In de zaak van de kopschoppers zijn de videobeelden van bewakingscamera’s door de Officier van Justitie vrijgegeven om de daders op het spoor te komen. Jurist en internetexpert Danny Mekiic, Ernst Pols, persofficier van Justitie Rotterdam, en Wouter van den Bergh, vicepresident van de Rechtbank Amsterdam, bespreken de centrale vraag, namelijk of dit wel de toegestane opsporingsmiddelen zijn. Ook hier werd de privacygevoelige informatie vrijgegeven ten bate van de opsporing van de daders. Mekiic vindt deze manier van opsporen geoorloofd: “Want de samenleving zoekt zo mee naar deze straatschenders.” Pols zegt dat dit alleen mag als er geen schot in de zaak zit. “Dan kan je dergelijke beelden gebruiken, maar dan wel volgens de regels van het spel. In deze zaak waren de daders niet onherkenbaar gemaakt via balkjes e.d. De vraag blijft of dit kan of toch niet is toegestaan. Er dient zorg gedragen te worden voor effectiviteit. Of hier sprake van is, is aan de Officier van Justitie die hierin een doorslaggevende stem heeft.”
“Er is een sterke wisselwerking tussen juryrechtspraak en sociale media.”

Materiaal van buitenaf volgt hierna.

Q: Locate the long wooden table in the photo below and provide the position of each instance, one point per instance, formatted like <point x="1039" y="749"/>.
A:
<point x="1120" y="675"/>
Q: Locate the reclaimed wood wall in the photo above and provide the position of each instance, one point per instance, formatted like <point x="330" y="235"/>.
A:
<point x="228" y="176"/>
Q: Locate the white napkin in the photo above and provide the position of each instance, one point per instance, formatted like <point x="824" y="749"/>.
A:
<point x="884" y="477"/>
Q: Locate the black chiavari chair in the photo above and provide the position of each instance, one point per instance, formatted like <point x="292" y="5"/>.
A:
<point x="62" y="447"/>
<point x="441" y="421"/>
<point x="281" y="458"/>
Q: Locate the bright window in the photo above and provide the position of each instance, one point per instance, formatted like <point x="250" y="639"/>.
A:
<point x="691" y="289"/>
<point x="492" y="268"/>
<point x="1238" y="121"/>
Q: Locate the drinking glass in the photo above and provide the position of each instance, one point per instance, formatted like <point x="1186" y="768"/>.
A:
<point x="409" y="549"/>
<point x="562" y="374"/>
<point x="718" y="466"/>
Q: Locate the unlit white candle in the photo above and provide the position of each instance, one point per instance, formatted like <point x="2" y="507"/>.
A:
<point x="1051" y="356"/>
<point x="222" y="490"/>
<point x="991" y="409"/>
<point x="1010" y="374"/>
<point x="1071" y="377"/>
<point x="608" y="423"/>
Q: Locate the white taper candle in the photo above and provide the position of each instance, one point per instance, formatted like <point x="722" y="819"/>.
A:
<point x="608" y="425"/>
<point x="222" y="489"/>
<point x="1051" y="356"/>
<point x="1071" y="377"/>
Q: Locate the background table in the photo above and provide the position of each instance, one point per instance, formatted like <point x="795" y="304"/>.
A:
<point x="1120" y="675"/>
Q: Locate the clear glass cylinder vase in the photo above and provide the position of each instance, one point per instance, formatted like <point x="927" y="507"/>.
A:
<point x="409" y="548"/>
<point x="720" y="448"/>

Van den Bergh is stellig: “Het vrijgeven van deze beelden heeft uiteindelijk geleid tot een volksgericht waarbij de grenzen van het betamelijke zijn overschreden. Dit kan gemakkelijk gebeuren, zowel goedschiks als kwaadschiks. De nieuwste technologieën geven naast de politie ook andere gebruikers van sociale media mogelijkheden om mensen en gezichten te herkennen zodra zij worden geconfronteerd met dergelijke beelden. Het is duidelijk dat alleen een moreel appel weinig tot geen werking heeft. De toepassing van sociale media op deze wijze en de daaruit voortkomende valse hetze moet ook gezien worden in relatie met juryrechtspraak. Er is een sterke wisselwerking tussen juryrechtspraak en sociale media. In plaats van Distantie, Distinctie en Discretie spelen dan Respect, Reputatie en Rechtspraak een grote rol. Als we niet opletten neigt het naar lekenrechtspraak.” Hier wordt door Ernst Pols een relatie gelegd met het onhandige gebruik van sociale media door de overheid en het geheel onvoorspelde effect daarvan in het geval van Project X Haren.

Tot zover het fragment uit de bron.